Where: The Lerner Center (Music Building), 201 S. 34th St. (near Walnut)Room 102 (ground floor)
Abstract
The Sakthi Folk Cultural Centre, led by two radical Catholic nuns in Dindigul, Tamil Nadu uses Tamil folk arts to develop self-esteem and economic skills in young Dalit female dropouts. This documentary film seeks to reveal and analyze Sakthi’s model for Dalit women’s development that integrates folk arts performance with social analysis, micro-economic sustainability, leadership and community development. Sakthi reclaims the devalued parai frame drum (associated with pollution and untouchability) to re-humanize and empower these young women through a pedagogical approach of physically embodying confidence in performance and renewed cultural identity in a complex campaign against gender, class and caste subjugation. The film editing experimentally weaves together interviews, performance, and development activities such as tailoring and basket making along with footage shot by the students themselves as they actively define their process of growth and contribute to this participatory documentary. This film engages applied ethnomusicology though participatory filmmaking, filmmaking as fieldwork methodology, and the intersectionality of caste, class and gender. The women narrate the film looking directly into the camera to confront the audience with the reality of their oppressed, yet transforming lives. Paralleling the representation of community in their circle dance formations and syncretic rituals, we tell their collective story of transformation from their first day struggling to clap in time, to their first performance for their parents, and their final public festival and academic graduation. Finally, the film demonstrates the agency and strategies of Dalit women as they create social justice for themselves through personal, community, and economic development.

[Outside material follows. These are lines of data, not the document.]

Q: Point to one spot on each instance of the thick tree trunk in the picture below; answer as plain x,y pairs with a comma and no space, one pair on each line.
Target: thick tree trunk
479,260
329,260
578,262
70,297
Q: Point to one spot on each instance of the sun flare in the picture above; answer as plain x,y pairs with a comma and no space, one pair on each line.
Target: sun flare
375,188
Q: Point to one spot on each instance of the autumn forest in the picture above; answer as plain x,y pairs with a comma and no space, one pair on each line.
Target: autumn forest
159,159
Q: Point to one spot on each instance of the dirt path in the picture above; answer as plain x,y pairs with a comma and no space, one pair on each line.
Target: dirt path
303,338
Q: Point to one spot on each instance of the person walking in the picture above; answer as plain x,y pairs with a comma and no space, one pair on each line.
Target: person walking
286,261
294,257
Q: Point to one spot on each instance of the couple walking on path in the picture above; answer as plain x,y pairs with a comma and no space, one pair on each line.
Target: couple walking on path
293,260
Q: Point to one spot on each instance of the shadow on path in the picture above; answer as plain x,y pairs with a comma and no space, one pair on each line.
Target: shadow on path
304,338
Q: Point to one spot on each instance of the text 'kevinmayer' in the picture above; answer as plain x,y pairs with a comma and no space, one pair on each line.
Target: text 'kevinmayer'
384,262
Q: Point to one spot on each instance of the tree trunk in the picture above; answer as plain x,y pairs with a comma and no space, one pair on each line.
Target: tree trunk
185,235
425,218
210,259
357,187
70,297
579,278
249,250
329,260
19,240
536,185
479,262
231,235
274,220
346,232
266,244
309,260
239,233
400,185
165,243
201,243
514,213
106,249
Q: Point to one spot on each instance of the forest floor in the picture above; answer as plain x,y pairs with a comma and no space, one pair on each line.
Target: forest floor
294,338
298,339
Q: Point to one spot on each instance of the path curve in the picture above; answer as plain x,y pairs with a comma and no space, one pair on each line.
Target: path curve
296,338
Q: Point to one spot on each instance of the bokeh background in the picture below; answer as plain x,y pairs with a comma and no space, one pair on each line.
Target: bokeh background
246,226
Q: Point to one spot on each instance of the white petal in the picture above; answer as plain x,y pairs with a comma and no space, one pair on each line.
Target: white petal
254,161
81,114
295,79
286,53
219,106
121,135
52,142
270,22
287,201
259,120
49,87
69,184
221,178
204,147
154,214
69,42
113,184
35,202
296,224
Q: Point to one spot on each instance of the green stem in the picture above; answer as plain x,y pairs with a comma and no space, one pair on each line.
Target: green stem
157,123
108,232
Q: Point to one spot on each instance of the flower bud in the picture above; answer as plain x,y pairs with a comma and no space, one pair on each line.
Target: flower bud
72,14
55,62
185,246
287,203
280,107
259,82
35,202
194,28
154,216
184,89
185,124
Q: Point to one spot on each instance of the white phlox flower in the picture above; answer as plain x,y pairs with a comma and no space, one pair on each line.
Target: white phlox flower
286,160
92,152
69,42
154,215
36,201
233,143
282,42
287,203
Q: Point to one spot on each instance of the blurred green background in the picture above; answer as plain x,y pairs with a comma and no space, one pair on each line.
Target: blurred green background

Sakthi Vibrations Trailer.
Zoe Sherinian is Associate Professor of Ethnomusicology at the University of Oklahoma in Norman. She has studied and performed Indian music since the 1980s. Her first documentary This Is A Music: Reclaiming An Unotuchable Drum (2011) had its World Premiere at the deadCENTER film festival in OKC and is being distributed by Alexander Street Press. She produced and directed this film as a Senior Research Fulbright scholar studying the changing status of untouchable parai frame drummers in the village ritual context and their transformation through engagement with the Dalit liberation Arts movement. Her second film, Sakthi Vibrations, will be released in 2018. It documents how two radical Catholic nuns at the Sakthi Folk Cultural Centre use the Tamil folk arts to develop self-esteem and economic skills in young Dalit women. This film also engages activist ethnomusicology and integrates participatory video produced by the young women. Sherinian’s scholarship on Christian theology in Tamil Nadu, includes the book, Tamil Folk Music as Dalit Liberation Theology (Indiana University Press 2014). Sherinian is also a mrdangamist, a jazz drummer, and parai performer/instructor.